Monday, August 1, 2011

Large eyes evolved to allow people to see better at higher latitudes? Just so.

People whose ancestors long lived at higher latitudes have larger eyes and larger brains than the rest of us, and a new paper, reported here, tells us why.
People who live at higher latitudes have larger eyes and more processing power in their brains to deal with visual information compared with those living nearer the equator, a study suggests.
"As you move away from the equator, there's less and less light available, so humans have had to evolve bigger and bigger eyes," said Eiluned Pearce from the Institute of Cognitive and Evolutionary Anthropology at Oxford University, a lead author on the study.
"Their brains also need to be bigger to deal with the extra visual input.

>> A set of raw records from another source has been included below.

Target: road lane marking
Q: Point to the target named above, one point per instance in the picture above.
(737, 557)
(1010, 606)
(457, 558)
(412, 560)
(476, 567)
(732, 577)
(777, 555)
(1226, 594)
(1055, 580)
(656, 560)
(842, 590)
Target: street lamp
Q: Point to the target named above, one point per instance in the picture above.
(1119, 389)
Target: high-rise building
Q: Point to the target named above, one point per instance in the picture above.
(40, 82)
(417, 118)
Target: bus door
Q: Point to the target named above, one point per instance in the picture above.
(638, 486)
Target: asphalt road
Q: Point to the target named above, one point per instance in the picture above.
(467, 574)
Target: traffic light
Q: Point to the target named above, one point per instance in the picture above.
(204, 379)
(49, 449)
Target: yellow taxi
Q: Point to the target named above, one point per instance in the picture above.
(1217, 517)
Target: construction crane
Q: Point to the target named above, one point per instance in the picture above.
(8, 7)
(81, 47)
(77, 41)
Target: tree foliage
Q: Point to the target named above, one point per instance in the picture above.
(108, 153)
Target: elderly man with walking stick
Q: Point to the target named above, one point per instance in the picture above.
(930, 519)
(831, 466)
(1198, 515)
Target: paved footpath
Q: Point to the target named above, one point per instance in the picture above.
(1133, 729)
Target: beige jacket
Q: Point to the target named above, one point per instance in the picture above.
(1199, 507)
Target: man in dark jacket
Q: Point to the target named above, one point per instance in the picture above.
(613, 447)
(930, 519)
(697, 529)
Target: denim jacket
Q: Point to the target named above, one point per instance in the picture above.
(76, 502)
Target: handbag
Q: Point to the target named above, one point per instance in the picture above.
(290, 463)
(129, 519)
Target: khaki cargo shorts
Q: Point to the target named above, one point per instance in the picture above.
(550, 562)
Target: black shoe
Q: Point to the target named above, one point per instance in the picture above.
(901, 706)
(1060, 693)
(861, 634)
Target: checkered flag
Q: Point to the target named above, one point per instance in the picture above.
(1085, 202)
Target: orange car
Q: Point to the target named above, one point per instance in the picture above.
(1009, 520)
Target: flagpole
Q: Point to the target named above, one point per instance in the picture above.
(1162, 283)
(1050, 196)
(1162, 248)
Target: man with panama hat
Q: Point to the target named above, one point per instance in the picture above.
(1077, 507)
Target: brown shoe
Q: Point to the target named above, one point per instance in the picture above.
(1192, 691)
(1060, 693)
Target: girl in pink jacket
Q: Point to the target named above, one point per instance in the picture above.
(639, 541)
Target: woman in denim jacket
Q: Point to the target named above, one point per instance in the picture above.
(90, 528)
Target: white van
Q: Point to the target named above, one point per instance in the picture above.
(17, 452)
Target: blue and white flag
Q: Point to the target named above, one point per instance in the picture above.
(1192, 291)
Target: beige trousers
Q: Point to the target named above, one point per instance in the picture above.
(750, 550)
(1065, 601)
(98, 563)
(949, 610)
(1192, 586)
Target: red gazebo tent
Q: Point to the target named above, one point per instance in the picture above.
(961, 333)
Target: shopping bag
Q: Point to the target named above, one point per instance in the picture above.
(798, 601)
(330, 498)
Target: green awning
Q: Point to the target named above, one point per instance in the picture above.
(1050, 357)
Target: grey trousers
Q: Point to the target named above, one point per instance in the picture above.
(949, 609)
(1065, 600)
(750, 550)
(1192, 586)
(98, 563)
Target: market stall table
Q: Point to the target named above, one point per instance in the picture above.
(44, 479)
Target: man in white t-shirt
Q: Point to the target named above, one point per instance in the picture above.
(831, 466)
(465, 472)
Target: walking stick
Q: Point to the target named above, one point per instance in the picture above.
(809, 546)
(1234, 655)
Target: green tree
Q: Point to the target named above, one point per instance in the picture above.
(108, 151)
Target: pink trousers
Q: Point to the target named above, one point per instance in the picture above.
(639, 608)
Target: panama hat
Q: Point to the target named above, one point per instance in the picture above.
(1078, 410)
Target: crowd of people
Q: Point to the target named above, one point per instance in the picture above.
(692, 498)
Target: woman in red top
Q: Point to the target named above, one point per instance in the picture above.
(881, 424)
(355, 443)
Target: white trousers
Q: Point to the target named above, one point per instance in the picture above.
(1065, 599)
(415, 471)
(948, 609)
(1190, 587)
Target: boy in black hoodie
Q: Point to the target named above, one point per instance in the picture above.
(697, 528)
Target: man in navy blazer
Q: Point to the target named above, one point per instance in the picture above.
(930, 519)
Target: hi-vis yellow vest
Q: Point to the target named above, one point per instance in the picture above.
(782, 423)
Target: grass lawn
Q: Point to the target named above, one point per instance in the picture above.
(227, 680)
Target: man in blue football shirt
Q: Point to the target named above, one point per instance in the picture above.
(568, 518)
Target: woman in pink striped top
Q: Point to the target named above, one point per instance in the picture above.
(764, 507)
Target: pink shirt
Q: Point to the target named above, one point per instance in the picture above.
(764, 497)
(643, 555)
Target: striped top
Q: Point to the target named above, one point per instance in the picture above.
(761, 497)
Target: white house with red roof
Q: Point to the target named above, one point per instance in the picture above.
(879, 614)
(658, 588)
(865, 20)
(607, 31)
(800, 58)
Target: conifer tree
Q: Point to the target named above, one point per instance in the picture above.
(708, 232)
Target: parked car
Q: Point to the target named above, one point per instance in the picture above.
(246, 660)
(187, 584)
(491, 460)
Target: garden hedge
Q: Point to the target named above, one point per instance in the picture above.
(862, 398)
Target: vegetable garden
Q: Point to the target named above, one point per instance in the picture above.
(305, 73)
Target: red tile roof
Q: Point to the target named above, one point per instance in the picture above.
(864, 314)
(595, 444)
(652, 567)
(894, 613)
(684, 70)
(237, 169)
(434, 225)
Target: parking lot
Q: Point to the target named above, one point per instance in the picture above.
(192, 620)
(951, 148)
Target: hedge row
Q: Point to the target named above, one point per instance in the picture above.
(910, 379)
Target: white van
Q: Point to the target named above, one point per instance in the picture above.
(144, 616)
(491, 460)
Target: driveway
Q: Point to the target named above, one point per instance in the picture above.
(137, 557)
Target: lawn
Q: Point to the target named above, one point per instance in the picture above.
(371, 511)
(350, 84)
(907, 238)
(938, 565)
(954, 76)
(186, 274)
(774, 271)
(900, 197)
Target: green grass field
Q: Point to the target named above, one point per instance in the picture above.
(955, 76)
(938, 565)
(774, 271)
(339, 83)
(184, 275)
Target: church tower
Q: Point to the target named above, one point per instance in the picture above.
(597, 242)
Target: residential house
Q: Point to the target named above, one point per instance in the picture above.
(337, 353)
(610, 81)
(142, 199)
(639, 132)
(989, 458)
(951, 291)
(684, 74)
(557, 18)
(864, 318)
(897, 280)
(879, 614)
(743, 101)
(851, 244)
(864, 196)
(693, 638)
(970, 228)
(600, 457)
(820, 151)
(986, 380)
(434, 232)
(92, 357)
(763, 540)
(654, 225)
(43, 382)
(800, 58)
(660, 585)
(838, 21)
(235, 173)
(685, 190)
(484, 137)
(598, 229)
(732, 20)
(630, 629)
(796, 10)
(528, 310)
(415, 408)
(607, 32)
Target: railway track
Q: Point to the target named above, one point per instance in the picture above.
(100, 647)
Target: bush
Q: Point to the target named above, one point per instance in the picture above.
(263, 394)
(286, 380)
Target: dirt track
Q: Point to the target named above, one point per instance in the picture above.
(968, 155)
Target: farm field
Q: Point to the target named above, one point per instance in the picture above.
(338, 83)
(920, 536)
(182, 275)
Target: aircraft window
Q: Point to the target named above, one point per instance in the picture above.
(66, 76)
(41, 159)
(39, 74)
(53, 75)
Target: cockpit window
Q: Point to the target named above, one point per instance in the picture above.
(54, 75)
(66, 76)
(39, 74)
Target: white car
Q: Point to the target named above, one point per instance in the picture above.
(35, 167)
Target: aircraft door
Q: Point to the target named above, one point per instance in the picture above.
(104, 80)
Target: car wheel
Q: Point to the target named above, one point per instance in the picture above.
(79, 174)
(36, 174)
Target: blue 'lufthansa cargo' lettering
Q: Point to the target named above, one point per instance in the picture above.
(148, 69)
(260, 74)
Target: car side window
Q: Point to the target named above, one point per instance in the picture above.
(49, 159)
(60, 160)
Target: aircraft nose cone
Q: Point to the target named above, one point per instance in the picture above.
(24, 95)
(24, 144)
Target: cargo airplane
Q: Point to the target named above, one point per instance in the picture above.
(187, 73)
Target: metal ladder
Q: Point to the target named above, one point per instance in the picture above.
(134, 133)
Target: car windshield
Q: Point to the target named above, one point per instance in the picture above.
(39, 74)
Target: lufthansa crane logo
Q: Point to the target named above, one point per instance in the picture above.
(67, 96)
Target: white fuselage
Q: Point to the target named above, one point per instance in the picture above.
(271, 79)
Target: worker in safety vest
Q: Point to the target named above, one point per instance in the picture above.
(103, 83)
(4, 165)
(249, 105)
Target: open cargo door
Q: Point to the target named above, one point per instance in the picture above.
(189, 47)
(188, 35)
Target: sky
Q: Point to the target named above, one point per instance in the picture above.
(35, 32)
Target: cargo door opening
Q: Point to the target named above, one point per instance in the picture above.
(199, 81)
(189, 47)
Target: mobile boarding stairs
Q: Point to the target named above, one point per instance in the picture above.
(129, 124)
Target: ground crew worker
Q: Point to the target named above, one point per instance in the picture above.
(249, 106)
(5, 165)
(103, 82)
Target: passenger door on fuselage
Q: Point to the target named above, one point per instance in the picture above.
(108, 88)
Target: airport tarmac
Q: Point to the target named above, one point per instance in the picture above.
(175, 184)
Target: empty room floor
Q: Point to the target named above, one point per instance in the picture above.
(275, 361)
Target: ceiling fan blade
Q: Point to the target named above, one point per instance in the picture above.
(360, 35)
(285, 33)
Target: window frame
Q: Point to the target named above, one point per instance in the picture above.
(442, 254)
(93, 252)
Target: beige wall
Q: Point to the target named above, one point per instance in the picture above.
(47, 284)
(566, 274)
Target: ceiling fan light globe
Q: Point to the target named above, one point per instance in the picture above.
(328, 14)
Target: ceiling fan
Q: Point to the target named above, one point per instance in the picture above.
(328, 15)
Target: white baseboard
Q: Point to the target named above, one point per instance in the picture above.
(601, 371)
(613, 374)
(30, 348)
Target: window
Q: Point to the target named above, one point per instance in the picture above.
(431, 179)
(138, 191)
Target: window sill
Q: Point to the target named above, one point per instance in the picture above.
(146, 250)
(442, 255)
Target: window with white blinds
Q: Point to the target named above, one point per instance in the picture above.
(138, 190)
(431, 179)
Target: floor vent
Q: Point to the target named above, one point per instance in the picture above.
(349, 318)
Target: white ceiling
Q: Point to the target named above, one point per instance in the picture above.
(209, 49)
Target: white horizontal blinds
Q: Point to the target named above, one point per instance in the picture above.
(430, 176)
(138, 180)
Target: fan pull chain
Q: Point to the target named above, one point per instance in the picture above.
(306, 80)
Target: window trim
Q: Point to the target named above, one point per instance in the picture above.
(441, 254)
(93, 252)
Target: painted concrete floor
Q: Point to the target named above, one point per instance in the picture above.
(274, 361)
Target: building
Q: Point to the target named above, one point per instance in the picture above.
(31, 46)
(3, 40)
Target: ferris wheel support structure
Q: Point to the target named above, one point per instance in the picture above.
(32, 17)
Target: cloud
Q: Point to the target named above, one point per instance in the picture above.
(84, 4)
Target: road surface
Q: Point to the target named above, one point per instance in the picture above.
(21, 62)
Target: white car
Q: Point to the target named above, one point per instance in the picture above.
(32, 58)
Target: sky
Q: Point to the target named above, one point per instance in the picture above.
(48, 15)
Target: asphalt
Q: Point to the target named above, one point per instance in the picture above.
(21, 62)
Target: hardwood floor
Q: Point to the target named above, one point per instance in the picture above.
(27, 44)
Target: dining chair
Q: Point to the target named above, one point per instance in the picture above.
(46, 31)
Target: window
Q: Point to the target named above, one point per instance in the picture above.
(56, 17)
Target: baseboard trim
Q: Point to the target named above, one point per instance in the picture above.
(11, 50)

Having bigger brains doesn't mean that higher-latitude humans are smarter, it just means they need bigger brains to be able to see well where they live."
This sounds quite plausible, and of course it could well be true.  But, as with most such evolutionary stories, it's easy to come up with competing explanations that may well be just as valid (or invalid).  And it's also easy to find reasons that the proposed explanation could be wrong.  Even the premise that we "had to have" bigger eyes is less than obvious.  Unfortunately, none of these propositions, including the original one, can be tested.  

So, what could be wrong with the big eyes/big brain theory?  First, let's keep in mind that the idea that there's selective pressure for larger eyes means that people with smaller eyes systematically had fewer children than people with larger eyes because they couldn't see well enough.  They were poorer hunters, or fishermen, or stumbled off the ice into the sea, or didn't see predators on time, or squinted unappealingly when they gazed at their beloved -- or whatever.  (And, the authors imply that food and predators are harder to see in the polar climes than in the dense foliage of the tropics -- also rather strange and less than obvious!)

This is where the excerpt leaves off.